One option is to keep rows that fall between the range of  1900 - 2016. Let’s see how many rows don’t fall within the 1900- 2016. If a lot of data points do not fall within the range, we might have to consider another option.

In [None]:
#Find the percentage of registration dates that dont fall within 1900s to 2016
(~autos['registration_year'].between(1900,2016)).sum() / autos.shape[0]

- Given that less than 4% of the data does not fall within the range of 1900 - 2016, are option to remove them from the data set is okay.

In [None]:
#Find the percentage of cars being registered for each year
autos = autos[autos["registration_year"].between(1900, 2016)]
print(autos["registration_year"].value_counts(normalize = True).head(15))
print("\n")

#Compute the total percentage of cars registrations that fall within 1900s to 2016
print(autos["registration_year"].value_counts(normalize = True).sum())
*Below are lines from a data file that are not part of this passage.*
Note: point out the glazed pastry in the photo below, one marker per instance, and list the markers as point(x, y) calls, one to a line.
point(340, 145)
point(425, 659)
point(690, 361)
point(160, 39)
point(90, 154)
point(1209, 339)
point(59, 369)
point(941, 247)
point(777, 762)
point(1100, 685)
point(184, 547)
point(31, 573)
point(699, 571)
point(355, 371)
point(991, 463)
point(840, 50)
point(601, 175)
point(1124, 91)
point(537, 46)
we can see that 99.99% of registration_years fall within the range of 1900 - 2016, with most of them being in the 2000's.

In [None]:
#Find the average price of the top 20 brands on ebay
brand_count = autos['brand'].value_counts(normalize = True).head(20)
brand_count_index = brand_count.index

brand_mean_price = {}

for b in brand_count_index:
    selected_rows = autos[autos['brand'] == b]
    mean_price = selected_rows['price'].mean()
    brand_mean_price[b] = round(float(mean_price),2)
    
    
print(brand_count)    
print('\n')
print(brand_mean_price) 


    


##### Explanation

The code above represents a dictionary of the top 20 selling brands on ebay with their mean price next to them.


In [None]:
#Take the brand_mean_price dictionary and translate it into a dataframe
bmp_series = pd.Series(brand_mean_price)
print(bmp_series)

df = pd.DataFrame(bmp_series, columns=['mean_price'])
df

In [None]:
#Find the average mileage of the top 20 brands on eBay
brand_mean_mileage = {}

for b in brand_count_index:
    selected_rows = autos[autos['brand'] == b]
    mean_mileage = selected_rows['odometer_km'].mean()
    brand_mean_mileage[b] = int(mean_mileage)
    
brand_mean_mileage



In [None]:
#Translate brand_mean_mileage dictionary into a dataframe/ change brand_mean_price into a series
mean_mileage = pd.Series(brand_mean_mileage).sort_values(ascending = False)
mean_prices = pd.Series(brand_mean_price).sort_values(ascending = False)
print(mean_mileage)
print('\n')
print(mean_prices)



brand_info = pd.DataFrame(mean_mileage, columns = ['mean_mileage'])
brand_info



In [None]:
#Create a dataframe that holds brands, mean_mileage and mean_price
brand_info['mean_price'] = mean_prices
brand_info

##### Explanation

- The goal above was to compare the brand avg mileage to the brands average price. Since we cannot compare more than two variables within a dictionary, we had to find a way to compare them. Thus, we translated the dictionary variables into series and dataframes in order to compare them all at once.